With PiCorePlayer, amixer only shows one device, which is named PCM. The output of amixer doesn’t seem to change when I change the volume in Roon. Note that for this audio device, there are no volume control options in Roon. What’s controlling volume in this setup?

I’m interested in the PiCorePlayer image because it includes Airplay. I will only be using Pi’s with this image for ceiling speakers, so any perceived quality improvements with Roonbridge aren’t that important to me, but the flexibility of having Airplay is. Be nice to have an image that included Shairport!

Thanks for any pointers…

Can anyone help here?

Your Hifiberry DAC+ Pro offers hardware volume control. In current kernel/Alsa versions, this is indeed exposed as the ‘Digital’ mixer in alsamixer. PiCorePlayer appears to map it all to a single ‘PCM’ mixer channel – I’d guess that is why the volume control from Roon (Use Device Controls) is not working. Perhaps @brian can share some wisdom here, but be advised that any squeezelite-based solution is not officially supported (Squeezeboxes are).

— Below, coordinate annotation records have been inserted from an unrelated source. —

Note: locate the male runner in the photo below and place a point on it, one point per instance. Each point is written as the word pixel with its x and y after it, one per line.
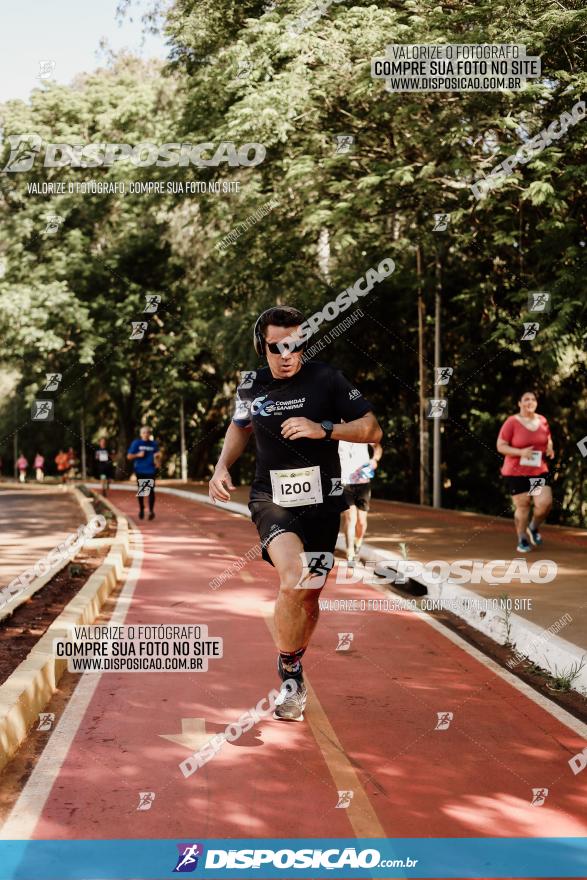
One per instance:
pixel 146 456
pixel 104 465
pixel 357 468
pixel 298 412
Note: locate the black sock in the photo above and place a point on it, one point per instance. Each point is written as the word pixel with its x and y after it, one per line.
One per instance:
pixel 290 665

For now, you can either try to install a shairport-based solution on your Pi running Roon Brigde (although I don’t know if they would exist together peacefully) – or use PiCorePlayer with DSP volume controls set in Roon. In the latter case Roon will resample all audio to 24-bit in order to create headroom for the volume control, so technically your signal will not be bit perfect any longer (Roon’s signal path will show this). Given your use case, I don’t think this will be audible while it gives you the convenience of software volume control. In any case – let your ears decide!

We manipulate the “Digital” control for pcm512x devices like the HiFiBerry/IQaudIO devices because we’ve been made to understand that this is the highest quality volume control on the device (I am not totally sure if it is a digital control or not. Many of the best DAC-integrated volume controls available today are digital–so digital volume control is not as much of a dirty word as it used to be).

As for Device Controls vs DSP Volume…I agree with @RBM. Both should sound very good. It’s really about personal preference and/or what works in your setup.

Thanks very much for that information, gentlemen. The Hifiberry people tell me the hardware volume control is digital, so it comes down to whether Roon’s DSP volume control is better than that. I’ll have a play.

My volume problem with PiCorePlayer is that there are no volume options in Roon for it at all. The gear icon in Audio Setup only has Disable, and no other settings. So does that mean all volume control is being done at the RPi end, and if so it would be back to using the DAC+ hardware (digital) volume control?

Much as I’d love to have it, don’t think I’ll embark on getting Shaiport running alongside Roonbridge. My Linux skills don’t really run to that!

Thanks again…

I installed shairport-sync on one of my Pi’s running Roon Bridge just for fun. So far, they appear to be working harmoniously in tandem: they both release their grip on Alsa when they’re done playing, so the other can take over. Volume control works with both as well. Be sure to use the more recent shairport-sync instead of plain ole shairport though.

There’s an easy tutorial here: https://github.com/mikebrady/shairport-sync

It may look slightly daunting at first and requires a little compiling, but it is really not much more complicated than prepping a Pi and installing Roon Bridge.

Anyway – this could give you the best of both worlds, it seems. :slight_smile:

Interesting. Does look a bit daunting though! Might get round to giving it a go regardless. Thanks for trying it!